ASD介入治疗十余年来,病例及经验不断积累,适应证不断拓宽,同时对ASD介入治疗也有新的认识:
1、患者应尽早治
24岁前实施手术者,长期生存率与正常同龄同性别的对照组相同。40岁以后手术者,
长期生存率仅为正常人40%,且房颤的发生率增高。因此,对于有或无症状的成人患者,只要超声检查有右室容量负荷的证据,均应尽早关闭治疗。
2、伴重度肺动脉高压
对于伴明显三尖瓣反流,房水平双向分流以左向右为主者,如果肺动脉压力与主动脉压力比小于0.8,球囊封堵后,测量肺动脉压力下降20%以上,而主动脉压力不降或下降不明显,血氧饱和度升高90%以上和三尖瓣反流减轻,说明肺血管床有反应性,可以行介入治疗。
3、 伴左心功能不全
ASD患者由于长期右心室容量负荷使左室受压不能充分充盈,左室心肌缺乏锻炼,同时心肌细胞的凋亡,左心功能都会有不同程度损害,封堵后,左室容量负荷的急剧增加,左心室不能代偿,将会出现胸闷,呼吸困难等左心功能不全表现,甚至于致命性肺水肿,一般认为左心房平均压上升大于10mmHg有潜在左心功能不全,需用药预防,可选用速尿,多巴胺,米力农等药物。
4、ASD大小,边缘与封堵器选择
介入治疗适应证是缺损直径在5-36mm之间,周围有足够的边缘(>5mm)。但封堵器及类似的国产封堵器的设计使其可能用于封堵部分边缘缺乏或边缘<5mm的缺损。部位偏前造成前缘缺乏或边缘不足最为常见,一般认为此种ASD如果其后缘足够,选择比缺损最大径稍大封堵器,则完全可以采用介入治疗,而后缘薄弱或缺乏,往往提示缺损伸展直径更大,此类介入治疗对操作医生包括超声医生的技术和经验要求较高;对两孔行介入治疗则要注意两处缺损的间距,如一个封堵器不能完全封堵,则应用双球囊同时测量两处缺损,如间距小,原则上先封堵小的缺损,后封堵大的缺损,应用大伞夹住小伞。
三、室间隔缺损
室间隔缺损是最常见的先天性心内畸形之一,约占先天性心脏病的25%。外科手术是其传统治疗方法,随着技术的发展,成功率明显提高,并发症逐渐减少,然而存在手术创伤大,恢复时间长,体表遗留瘢痕等缺点。经导管介入治疗可以取得相近的疗效,但创伤小,并发症发生率更低,目前已成为具有适应证患者首选的治疗手段。
1、适应证
(1)缺损直径:膜周部缺损左室面直径3-12mm;如右室侧为多孔,其大孔直径应大于2mm;如伴并发膜部瘤,缺损左室面直径13-18mm为相对适应证,要求右室面出口小,且其粘连牢固。
(2)膜周部缺损缘距主动脉右冠瓣距离:偏心型封堵器>1.5mm,对称型封堵器>2.0mm。
(3)缺损缘距右房室瓣距离:偏心型封堵器大于2mm,对称型封堵器>1.5mm。
(4)合并可以介入治疗的其他心血管畸形。
(5)外科手术后残余漏。

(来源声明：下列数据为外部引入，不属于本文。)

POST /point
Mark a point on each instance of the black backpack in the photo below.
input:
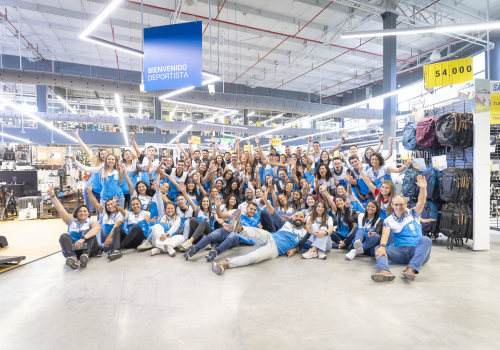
(410, 188)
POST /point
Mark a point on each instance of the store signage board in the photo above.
(448, 73)
(173, 56)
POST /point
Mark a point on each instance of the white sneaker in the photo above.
(170, 251)
(155, 251)
(351, 254)
(359, 247)
(185, 245)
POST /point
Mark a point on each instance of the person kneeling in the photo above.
(410, 247)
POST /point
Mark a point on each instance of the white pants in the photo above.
(267, 248)
(174, 241)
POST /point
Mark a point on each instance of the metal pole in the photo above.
(488, 38)
(210, 32)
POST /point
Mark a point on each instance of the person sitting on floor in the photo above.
(410, 247)
(82, 230)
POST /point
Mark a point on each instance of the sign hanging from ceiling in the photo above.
(173, 56)
(448, 73)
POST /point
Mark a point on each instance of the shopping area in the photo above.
(244, 175)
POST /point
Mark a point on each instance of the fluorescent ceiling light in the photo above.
(120, 115)
(14, 137)
(67, 105)
(335, 111)
(33, 116)
(182, 133)
(98, 19)
(421, 30)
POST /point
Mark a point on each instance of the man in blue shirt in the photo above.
(225, 236)
(410, 247)
(271, 245)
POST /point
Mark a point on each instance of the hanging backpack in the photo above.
(448, 128)
(449, 185)
(426, 133)
(409, 137)
(430, 211)
(410, 188)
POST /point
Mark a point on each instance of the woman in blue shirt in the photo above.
(82, 230)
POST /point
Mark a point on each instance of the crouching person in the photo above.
(410, 247)
(82, 230)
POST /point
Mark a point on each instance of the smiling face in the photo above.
(170, 209)
(136, 206)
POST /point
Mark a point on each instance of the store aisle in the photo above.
(162, 302)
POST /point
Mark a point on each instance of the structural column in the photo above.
(389, 81)
(494, 60)
(158, 112)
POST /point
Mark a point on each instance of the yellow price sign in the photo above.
(448, 73)
(196, 140)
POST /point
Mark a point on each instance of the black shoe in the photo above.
(99, 252)
(211, 255)
(190, 251)
(84, 259)
(114, 254)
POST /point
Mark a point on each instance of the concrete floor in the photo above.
(144, 302)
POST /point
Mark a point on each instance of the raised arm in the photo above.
(58, 205)
(178, 141)
(262, 158)
(337, 146)
(134, 144)
(422, 196)
(88, 169)
(94, 201)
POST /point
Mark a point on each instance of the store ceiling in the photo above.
(279, 44)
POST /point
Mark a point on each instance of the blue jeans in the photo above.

(6)轻到中度肺动脉高压而无右向左分流。(7)急性心肌梗死合并的肌部VSD或外伤引起的肌部VSD。(8)年龄大于3岁,体重大于10Kg。
2 、个体化的封堵器选择
一般而言,肌部VSD主要是使用肌部VSD封堵器,对于左室面大,右室面小的肌部VSD,选择PDA封堵器可能更合理;嵴内型VSD选择偏心型封堵器;膜部VSD封堵器的选择非常复杂,可以选择对称型,非对称型(小腰大边型)以及偏心型封堵器,主要是根据缺损大小,边缘情况,距主动脉瓣,三尖瓣距离,缺损形态,出入口大小关系等来确定。封堵器选择是否合适,除了完全封堵VSD外,尚需要根据封堵器的形态判断,在透视下封堵器的两盘片应充分伸展,平整,保持在体外的初始形状,右心室侧不锈钢固定圈在凹面内,稍突出于封堵器盘片的外侧。超声显示封堵器长度较短,紧贴在室间隔的两侧。盲目增大封堵器直径可能增加术后发生传导阻滞的风险。
3、伴膜部瘤或多孔型封堵器的选择
合并膜部瘤选择封堵器难度较大,究竟选择何种封堵器,封堵出口还是入口为佳,尚无一致意见。